Niente di nuovo, la presidente stessa ha affermato che questo fatto non indebolirà il governo perché nessuno è saltato dalla sedia a Palazzo Chigi in seguito alla notizia. Sono dinamiche risapute, già emerse, che non si vede per quale motivo non dovrebbero continuare a reiterarsi nella semi clandestinità.
L’aspetto fondamentale su cui riflettere, come ci ricorda molto bene la scrittrice e attivista Carolina Capria, è il punto di vista da cui si osserva l’intera vicenda. Da che parte sta il potere? Chi dei due aveva il potere di portarsi l’altro in giro per viaggi ed eventi istituzionali, chi dei due ha promesso una nomina che poi ha smentito? Chi dei due poteva togliere tutto questo all’altra persona da un momento all’altro?
Si potrebbe obiettare puntando sull’ “etica” di Maria Rosaria Boccia che per vendicarsi ha raccontato tutta la verità rovinando l’immagine dell’uomo politico, ma questo è un pericolo che qualunque persona di potere rischia nel momento in cui utilizza il suo potere per elargire favori a chi pare a lui.

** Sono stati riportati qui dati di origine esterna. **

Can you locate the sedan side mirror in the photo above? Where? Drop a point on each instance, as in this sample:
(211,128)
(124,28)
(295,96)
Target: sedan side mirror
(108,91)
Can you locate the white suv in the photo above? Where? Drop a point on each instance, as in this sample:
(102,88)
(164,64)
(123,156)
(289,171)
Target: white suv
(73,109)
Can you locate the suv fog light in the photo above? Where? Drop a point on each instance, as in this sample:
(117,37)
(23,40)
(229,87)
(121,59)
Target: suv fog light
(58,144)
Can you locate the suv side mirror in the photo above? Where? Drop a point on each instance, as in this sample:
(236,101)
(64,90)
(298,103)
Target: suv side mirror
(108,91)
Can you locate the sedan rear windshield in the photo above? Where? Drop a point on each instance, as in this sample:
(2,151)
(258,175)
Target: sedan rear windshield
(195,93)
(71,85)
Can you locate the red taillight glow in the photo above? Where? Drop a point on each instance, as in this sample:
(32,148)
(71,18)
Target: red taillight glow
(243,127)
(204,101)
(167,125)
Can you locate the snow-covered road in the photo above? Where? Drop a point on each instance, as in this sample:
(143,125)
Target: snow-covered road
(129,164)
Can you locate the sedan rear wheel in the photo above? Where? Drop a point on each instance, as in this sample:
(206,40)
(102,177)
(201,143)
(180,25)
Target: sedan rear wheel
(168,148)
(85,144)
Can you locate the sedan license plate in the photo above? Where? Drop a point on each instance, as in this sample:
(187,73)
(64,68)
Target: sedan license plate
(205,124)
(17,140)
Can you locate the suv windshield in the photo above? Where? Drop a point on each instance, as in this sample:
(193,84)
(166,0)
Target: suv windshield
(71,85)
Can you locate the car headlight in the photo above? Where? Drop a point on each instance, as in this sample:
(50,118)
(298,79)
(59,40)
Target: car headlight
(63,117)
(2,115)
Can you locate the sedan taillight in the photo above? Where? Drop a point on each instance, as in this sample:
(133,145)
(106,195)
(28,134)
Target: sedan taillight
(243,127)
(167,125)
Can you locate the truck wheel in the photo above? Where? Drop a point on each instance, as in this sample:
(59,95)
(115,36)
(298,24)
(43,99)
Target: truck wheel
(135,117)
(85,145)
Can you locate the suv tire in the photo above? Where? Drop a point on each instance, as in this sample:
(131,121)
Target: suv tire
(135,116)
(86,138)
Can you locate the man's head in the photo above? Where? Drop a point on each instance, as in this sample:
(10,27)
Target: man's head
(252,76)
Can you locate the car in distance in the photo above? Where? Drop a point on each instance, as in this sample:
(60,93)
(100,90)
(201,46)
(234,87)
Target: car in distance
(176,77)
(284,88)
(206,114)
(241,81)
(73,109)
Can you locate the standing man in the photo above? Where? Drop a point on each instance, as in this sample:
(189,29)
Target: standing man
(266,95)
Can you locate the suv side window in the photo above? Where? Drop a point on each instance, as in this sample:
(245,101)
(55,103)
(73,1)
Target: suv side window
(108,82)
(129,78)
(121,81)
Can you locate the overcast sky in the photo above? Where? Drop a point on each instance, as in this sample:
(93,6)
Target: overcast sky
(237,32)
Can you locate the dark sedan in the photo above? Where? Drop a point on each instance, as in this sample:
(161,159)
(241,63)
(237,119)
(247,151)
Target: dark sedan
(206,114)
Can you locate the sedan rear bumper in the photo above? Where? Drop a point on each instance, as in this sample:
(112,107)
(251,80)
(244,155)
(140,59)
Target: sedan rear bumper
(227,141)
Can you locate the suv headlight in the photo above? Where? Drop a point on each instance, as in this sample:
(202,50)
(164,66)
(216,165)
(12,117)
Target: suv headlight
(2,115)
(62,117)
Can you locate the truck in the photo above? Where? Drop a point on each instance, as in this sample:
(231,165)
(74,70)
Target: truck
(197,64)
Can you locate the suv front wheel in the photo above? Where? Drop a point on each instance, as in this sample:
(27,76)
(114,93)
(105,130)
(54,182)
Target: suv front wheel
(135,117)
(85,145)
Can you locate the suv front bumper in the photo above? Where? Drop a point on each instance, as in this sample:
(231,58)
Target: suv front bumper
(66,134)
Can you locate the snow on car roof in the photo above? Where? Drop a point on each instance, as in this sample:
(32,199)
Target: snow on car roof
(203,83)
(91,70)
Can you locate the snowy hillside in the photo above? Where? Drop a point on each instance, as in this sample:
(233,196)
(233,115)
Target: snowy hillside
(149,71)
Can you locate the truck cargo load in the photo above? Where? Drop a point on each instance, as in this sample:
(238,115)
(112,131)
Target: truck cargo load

Carolina Capria continua la sua riflessione ragionando sull’immagine che la nostra società ci impone della vittima. Essa per risultare tale e quindi credibile deve essere immacolata, moralmente intoccabile e pura. Solo così scatta il riconoscimento del modello e decidiamo di crederle. Ma questo non è femminismo, è un condizionamento culturale patriarcale. Il passo più difficile da compiere è proprio questo: riconoscere l’abuso di potere, che in questo caso ha leso anche tutti noi considerando che sono stati usati soldi pubblici per usi privati, anche se la vittima non ci piace, anche se la nostra morale di condotta è “diametralmente opposta alla sua”. Non dobbiamo simpatizzare con lei, dobbiamo semplicemente crederle e riconoscerla come vittima simbolica di un sistema politico e istituzionale corrotto e opportunista fino al midollo, in cui figure di potere si prendono la libertà di circondarsi e favorire soggetti privilegiati utilizzando le proprie risorse politiche.
L’ex ministro Sangiuliano ha sbagliato perché ha abusato del suo potere, non perché ha tradito la moglie. Ha utilizzato i suoi privilegi pubblici a scopi personali e non è stato vittima di un ribaltamento di questioni private sul piano pubblico. Nessuna donna arrivista lo ha costretto alle dimissioni. Le dimissioni sono la naturale conseguenza delle sue azioni illecite, non la punizione eccessiva di un’amante vendicativa.
Finché continueremo a mettere la vittima sul tavolo degli imputati e scannerizzare la sua assoluta integrità morale continueremo a perdere di vista l’intera prospettiva della questione. Dobbiamo tutte e tutti fare lo sforzo di far sempre partire il nostro sguardo da chi detiene il potere, gestisce i “giochi”, stabilisce le regole in cambio di favori di vario genere e portata da parte di chi, consenziente o meno, viene fatto entrare nella sua arena.